Through persistence and courage in the face of daunting odds, worker-organizers have helped garment workers form unions despite the severe obstacles. In Bangladesh, more than 200,000 garment workers at 445 factories are represented by unions that protect their rights on the job.
“I have worked day and night, went to gates of factories to talk to the workers, walked with them to their homes to earn their trust and to make them aware of how they are being exploited and deprived of their rights,” says Monira Aktar, an organizer with the Bangladesh Independent Garment Workers Union Federation (BIGUF). “So far, we have united 2,250 workers into trade unions, and they say that we give them courage and hope. For me, these words are enough to encourage me to work on for them.”
Poverty Wages, Safety Improvements
Thousands of garment workers have participated in the Solidarity Center’s 10-week fire safety certification course. Credit: Solidarity Center/Rakibul Hasan
Wages in Bangladesh are the lowest among major garment-manufacturing nations, even though the cost of living in Dhaka is equivalent to that of Luxembourg and Montreal. The country’s labor law falls far short of international standards, and the Bangladesh government has failed to enact meaningful legal reforms, including addressing the arbitrary union registration process that is vulnerable to employer manipulation.
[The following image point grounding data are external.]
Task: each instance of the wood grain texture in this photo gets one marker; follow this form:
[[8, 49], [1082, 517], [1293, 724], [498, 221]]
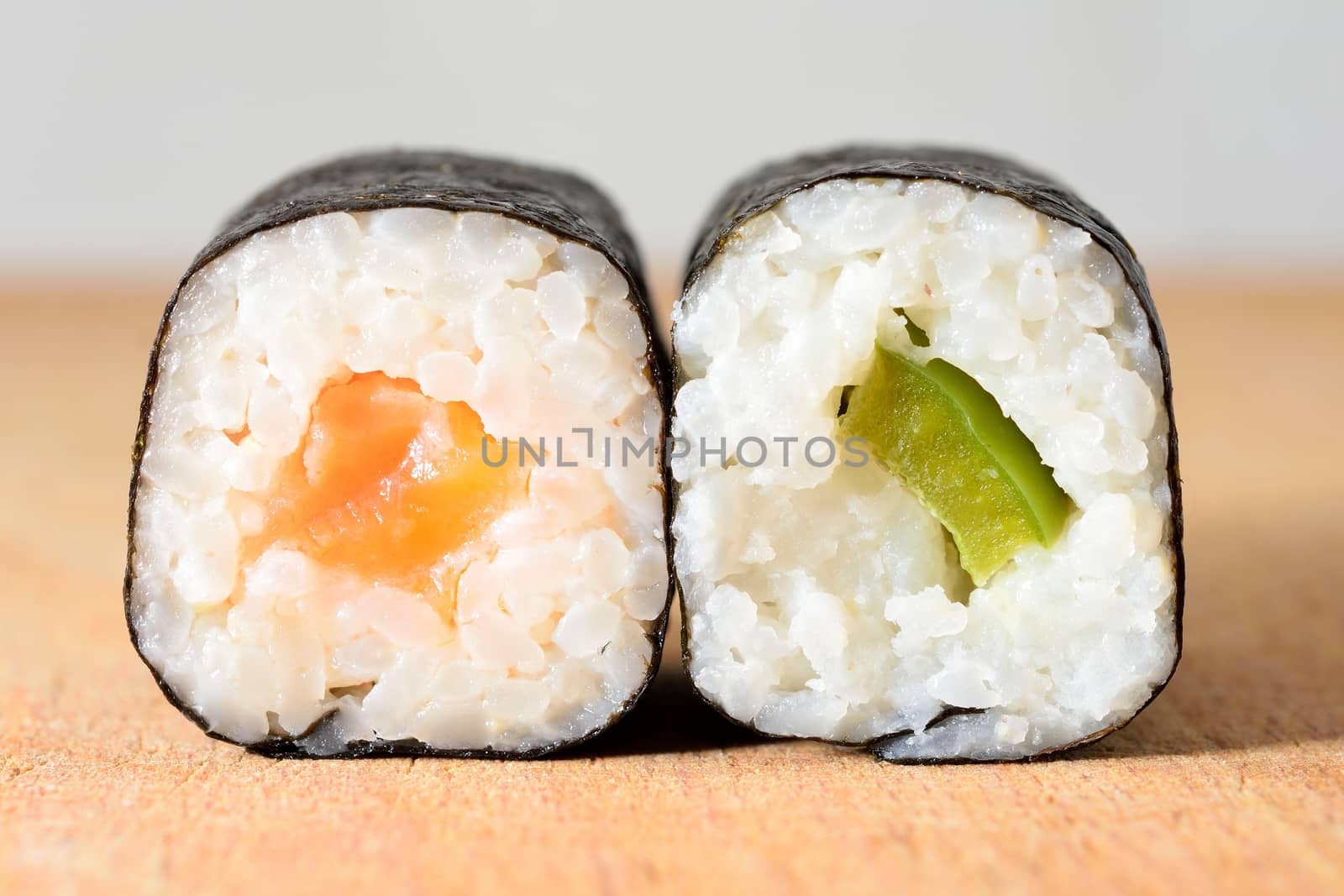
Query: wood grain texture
[[1233, 781]]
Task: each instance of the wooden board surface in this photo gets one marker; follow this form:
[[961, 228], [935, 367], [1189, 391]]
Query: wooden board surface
[[1233, 779]]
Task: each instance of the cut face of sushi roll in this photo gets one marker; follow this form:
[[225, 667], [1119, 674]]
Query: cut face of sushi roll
[[961, 539], [339, 546]]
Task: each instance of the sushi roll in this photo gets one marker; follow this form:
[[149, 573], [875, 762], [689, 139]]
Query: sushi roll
[[374, 506], [925, 476]]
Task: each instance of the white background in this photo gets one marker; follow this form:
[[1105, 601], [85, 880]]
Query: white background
[[1209, 129]]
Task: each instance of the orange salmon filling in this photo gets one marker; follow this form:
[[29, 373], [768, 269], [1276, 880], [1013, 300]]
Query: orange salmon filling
[[387, 483]]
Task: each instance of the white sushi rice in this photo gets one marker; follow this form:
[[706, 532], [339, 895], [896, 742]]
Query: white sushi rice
[[557, 600], [824, 600]]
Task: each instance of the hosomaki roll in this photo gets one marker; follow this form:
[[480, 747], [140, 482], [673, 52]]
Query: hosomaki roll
[[374, 510], [927, 495]]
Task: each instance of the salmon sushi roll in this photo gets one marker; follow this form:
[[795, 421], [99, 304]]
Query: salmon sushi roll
[[925, 459], [374, 508]]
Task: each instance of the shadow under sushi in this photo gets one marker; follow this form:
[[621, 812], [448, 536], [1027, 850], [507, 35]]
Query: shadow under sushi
[[669, 719]]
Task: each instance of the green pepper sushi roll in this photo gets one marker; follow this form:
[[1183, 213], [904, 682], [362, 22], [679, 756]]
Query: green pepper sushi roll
[[370, 511], [927, 493]]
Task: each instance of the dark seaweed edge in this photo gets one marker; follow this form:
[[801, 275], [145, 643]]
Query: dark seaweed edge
[[765, 187], [559, 203]]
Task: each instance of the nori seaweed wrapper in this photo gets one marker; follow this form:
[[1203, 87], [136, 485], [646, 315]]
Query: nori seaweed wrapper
[[557, 202], [772, 183]]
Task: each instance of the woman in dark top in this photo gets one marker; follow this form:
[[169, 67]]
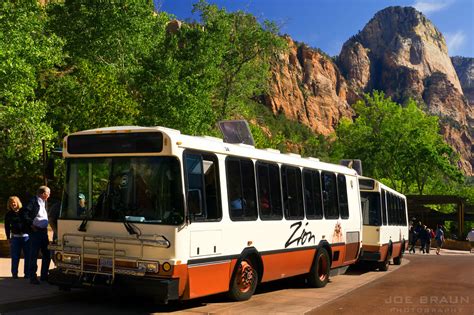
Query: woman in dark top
[[17, 234]]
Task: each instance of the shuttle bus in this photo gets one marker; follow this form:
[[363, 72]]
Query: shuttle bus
[[385, 225], [180, 217]]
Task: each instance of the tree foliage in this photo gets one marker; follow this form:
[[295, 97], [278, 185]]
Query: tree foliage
[[27, 52], [398, 143], [245, 48]]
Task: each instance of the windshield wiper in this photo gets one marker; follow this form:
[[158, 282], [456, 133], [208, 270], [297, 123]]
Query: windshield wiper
[[131, 229]]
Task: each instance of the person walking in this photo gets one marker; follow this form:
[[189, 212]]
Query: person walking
[[37, 218], [17, 236], [470, 238], [439, 239]]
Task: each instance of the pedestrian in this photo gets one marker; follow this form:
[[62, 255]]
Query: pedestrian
[[470, 238], [17, 236], [439, 238], [412, 239], [424, 239], [430, 235], [37, 219]]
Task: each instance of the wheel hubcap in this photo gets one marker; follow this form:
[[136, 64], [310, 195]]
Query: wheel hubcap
[[322, 268], [245, 277]]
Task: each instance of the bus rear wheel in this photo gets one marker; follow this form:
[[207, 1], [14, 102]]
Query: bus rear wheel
[[319, 275], [244, 281], [398, 260]]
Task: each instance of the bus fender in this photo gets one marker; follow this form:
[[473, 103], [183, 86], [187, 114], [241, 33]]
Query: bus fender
[[390, 249], [256, 259], [324, 244]]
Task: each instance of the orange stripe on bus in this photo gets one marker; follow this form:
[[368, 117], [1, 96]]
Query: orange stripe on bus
[[208, 279], [282, 265]]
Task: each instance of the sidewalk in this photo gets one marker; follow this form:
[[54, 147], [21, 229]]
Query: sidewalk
[[18, 293]]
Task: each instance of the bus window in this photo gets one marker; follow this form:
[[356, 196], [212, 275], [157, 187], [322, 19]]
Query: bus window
[[241, 189], [312, 194], [202, 176], [384, 207], [370, 203], [268, 179], [147, 189], [331, 210], [342, 194], [392, 209], [292, 192]]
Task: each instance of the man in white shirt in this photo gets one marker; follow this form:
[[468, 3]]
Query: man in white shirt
[[470, 238], [37, 217]]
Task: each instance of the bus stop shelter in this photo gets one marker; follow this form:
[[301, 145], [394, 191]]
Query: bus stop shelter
[[417, 207]]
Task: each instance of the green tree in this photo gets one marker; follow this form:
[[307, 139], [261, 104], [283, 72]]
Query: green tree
[[399, 144], [27, 53], [178, 81], [244, 48], [106, 44]]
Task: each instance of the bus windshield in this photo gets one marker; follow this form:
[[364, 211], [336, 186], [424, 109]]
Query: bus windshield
[[370, 202], [119, 189]]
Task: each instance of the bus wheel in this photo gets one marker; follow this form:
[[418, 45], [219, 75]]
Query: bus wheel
[[398, 260], [319, 275], [383, 265], [244, 282]]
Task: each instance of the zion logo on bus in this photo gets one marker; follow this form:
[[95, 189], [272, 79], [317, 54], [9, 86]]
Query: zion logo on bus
[[300, 238]]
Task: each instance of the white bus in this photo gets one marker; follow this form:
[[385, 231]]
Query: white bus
[[385, 225], [180, 217]]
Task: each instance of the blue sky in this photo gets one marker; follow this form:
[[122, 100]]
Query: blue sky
[[327, 24]]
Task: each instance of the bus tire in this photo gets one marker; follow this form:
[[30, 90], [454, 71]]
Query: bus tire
[[398, 260], [383, 265], [319, 274], [244, 281]]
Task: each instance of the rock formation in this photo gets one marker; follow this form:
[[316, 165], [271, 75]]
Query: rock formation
[[399, 52], [465, 69], [308, 87]]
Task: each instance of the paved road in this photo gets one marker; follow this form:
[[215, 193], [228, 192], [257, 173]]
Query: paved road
[[427, 285]]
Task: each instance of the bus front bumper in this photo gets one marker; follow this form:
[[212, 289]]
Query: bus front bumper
[[162, 290], [370, 256]]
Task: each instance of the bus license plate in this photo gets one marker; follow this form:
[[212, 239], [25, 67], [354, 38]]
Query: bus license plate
[[105, 262]]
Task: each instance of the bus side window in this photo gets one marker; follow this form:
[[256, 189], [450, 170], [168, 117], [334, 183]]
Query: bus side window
[[202, 179], [312, 194], [292, 192], [342, 195], [268, 180], [384, 207], [331, 209], [241, 189]]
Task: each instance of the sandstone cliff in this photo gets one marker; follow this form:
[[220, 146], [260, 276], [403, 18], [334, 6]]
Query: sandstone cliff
[[465, 69], [401, 53], [308, 87]]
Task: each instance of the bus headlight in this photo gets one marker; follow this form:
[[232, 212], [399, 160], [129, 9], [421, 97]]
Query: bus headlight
[[71, 259], [166, 267], [148, 266]]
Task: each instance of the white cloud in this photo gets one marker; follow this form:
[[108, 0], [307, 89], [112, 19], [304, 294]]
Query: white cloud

Without a union, garment workers often are harassed or fired when they ask their employer to fix workplace safety and health conditions.
But due to international action after the Rana Plaza disaster, which occurred months after a deadly fire at Tazreen Fashions Ltd. factory killed 112 mostly female garment workers, a variety of efforts to prevent unnecessary deaths and injuries due to fire or structural failures—including the Bangladesh Accord on Building and Fire Safety—have remedied dangers at more than 1,600 factories.
The Solidarity Center has trained more than 6,000 union leaders and workers in fire safety, helping to empower factory-floor–level workers to monitor for hazardous working conditions and demand safety violations be corrected.
Such international attention has opened up space for workers to collectively demand—and win—improvements on the job, says Monira.
“I am proud that we have been able to create leaders among the workers by organizing them into trade unions. In the past this would have been close to impossible.”
In Bangladesh, the Solidarity Center implements the Workers’ Empowerment Program – Components 1 and 2, which provides training and rights education to garment workers and organizers, with the support of USAID.
Iztiak, an intern in the Solidarity Center Bangladesh office, interviewed the worker-organizers in Dhaka.